Его волосы представляли копну торчавших во все стороны клоков, нос был покрыт красными прожилками от излишнего количества вина, а костяшки пальцев были причудливо воспалены от частого участия в драках.
Перевязанная правая рука свидетельствовала о том, что юностью драки не ограничились.
Валериус поправил складку пурпурного одеяния, отражавшего его статус как Сенатора Каллидуса, и смерил взглядом вставшего мужчину:
— Сенатор Теогинус. Что вы хотите?
— Я подумал, что желаю воспользоваться правом члена этого Сената, чтобы высказать свои мысли, — растягивая слова, сказал тот, его медлительный цересианский акцент звучал с излишней интенсивностью, что было преднамеренным противопоставлением классической манере и четким интонациям северянина Валериуса.
— Предполагая, что сенатор Каллидус все еще намеревается возглавлять сие почтенное сообщество в соответствии с духом закона, конечно.
— Каждый напрасно потраченный миг — это время, которое мы могли бы использовать для подготовки встречи с врагом, — ответил Валериус.
— Полностью согласен, — сказал Теогинус. — А это касается моментов, затраченных на ваш превосходный маникюр, сенатор? Я уверен, что блеск ваших ногтей ослепит ворд прежде, чем они до нас доберутся.
Низкие смешки, такие же редкие, как и прошлые хлопки, прозвучали из аудитории.
Амара и Бернард присоединились к ним.
Повязки на пальцах Теогинуса делали контраст с внешностью Валериуса еще более резким.
— Думаю, он мне нравится, — пробормотала Амара.
— Теогиниус? — ответил Бернард. — Он напыщенный осел, но сегодня он на правильной стороне.
Валериус был чересчур утонченным, чтобы выказать какую-либо реакцию на смех. Он выждал, пока он затихнет, и еще четверть минуты сверх того, прежде чем ответить.
— Конечно, сенатор, мы выслушаем вас. Хотя я прошу, ради юных храбрецов, готовящихся лицом к лицу встретить врага, излагать ваши комментарии кратко и по существу.
Он слегка склонил голову, сделал жест рукой и изящно сел.
— Спасибо, Валериус, — ответил Теогинус. Он заложил большие пальцы за отвороты одеяния, гарантируя таким образом, чтобы повязки на его правой руке оставались хорошо видны.
— При всем уважении к сенатору Ульфиусу за его глубочайшие знания истории Алеры и алеранского права, его аргументы лицемерны и заслуживают быть осмеянными этим амфитеатром.
Ульфиус поднялся, издавая невнятные звуки возмущения, его покрытая пигментными пятнами лысина сделалась ярко-красной.

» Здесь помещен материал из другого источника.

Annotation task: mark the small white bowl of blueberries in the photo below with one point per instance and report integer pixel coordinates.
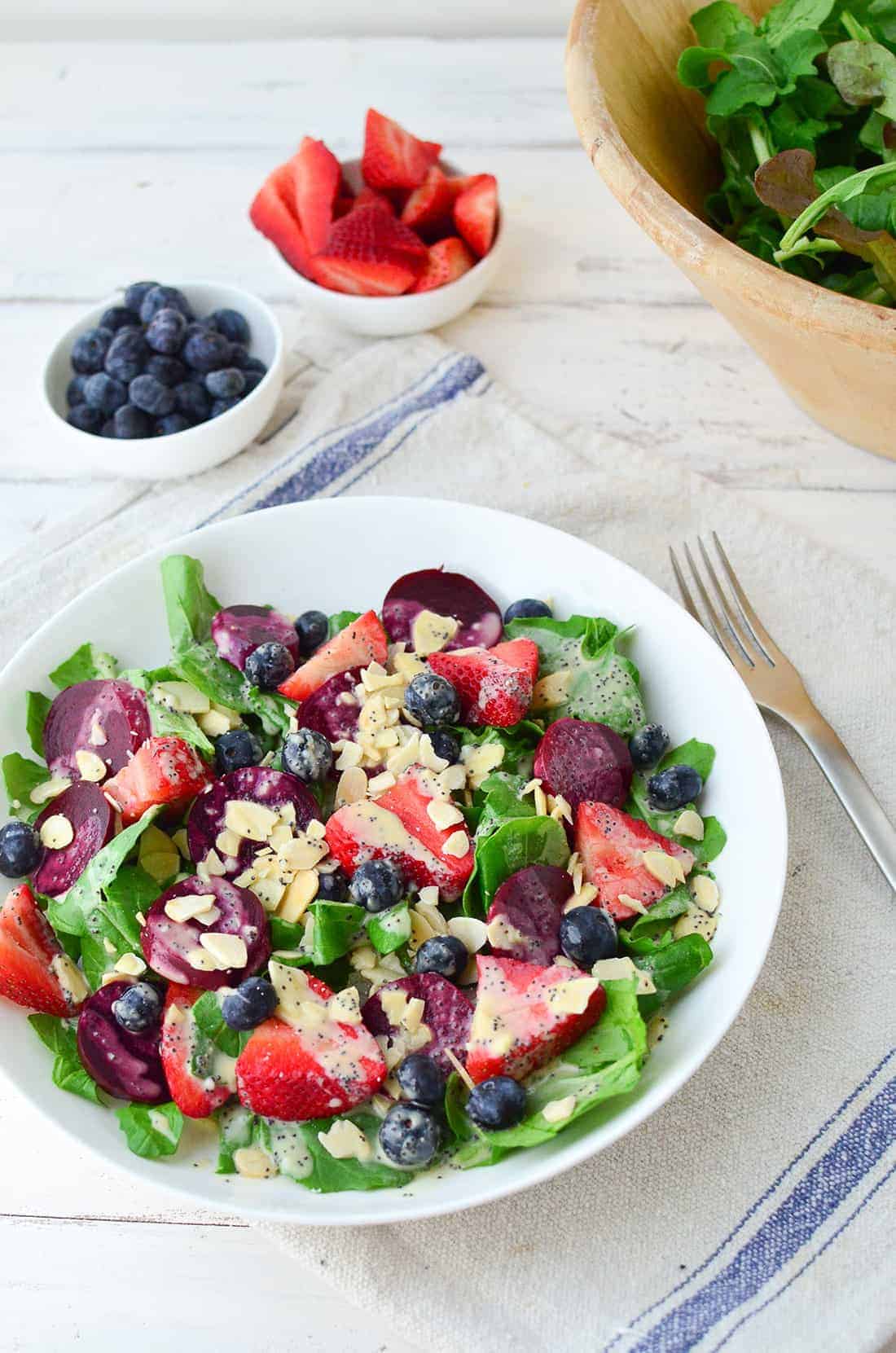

— Ну-ну, Ульф, — сказал Теогинус, при этом широко, во весь рот улыбаясь другим сенаторам.
— Я собирался использовать более мягкие формулировки, но Валериус сказал, что нам некогда думать, как бы не задеть ваши чувства. И вы знаете так же хорошо, как и я, что Парциар Густус был слюнявым безумцем, который убил полдюжины молодых женщин, в то время как Парциус Фиделар Мартинус был первым Гражданином среди служащих, которого удостоили звания Дома Верности после войны при Терновых Дебрях — и перед этим он дважды отклонил приглашение Гая Секундуса вступить в Дом Доблести.
Сенатор Теогинус фыркнул.
— Попытка сравнить Гая Октавиана и Гая Аквитейна Аттиса с этими двумя мне кажется чистым безумием, особенно учитывая, что у вас нет доказательств того, что Октавиан является незаконнорожденным.
Валериус поднялся на ноги, поднимая руку.
— Замечание по порядку ведения заседания, уважаемый Теогинус. Бремя доказывания законнорожденности лежит на родителях или, если их нет в живых либо они не в состоянии сделать это, на ребёнке. Законнорожденность, особенно среди Граждан, должна быть доказанной.
— В данном случае доказательства имеются, — ответил Теогинус. — Как то: перстень Принцепса Септимуса, свидетельские показания Арариса Валериана, а также собственноручное письмо Принцепса Септимуса.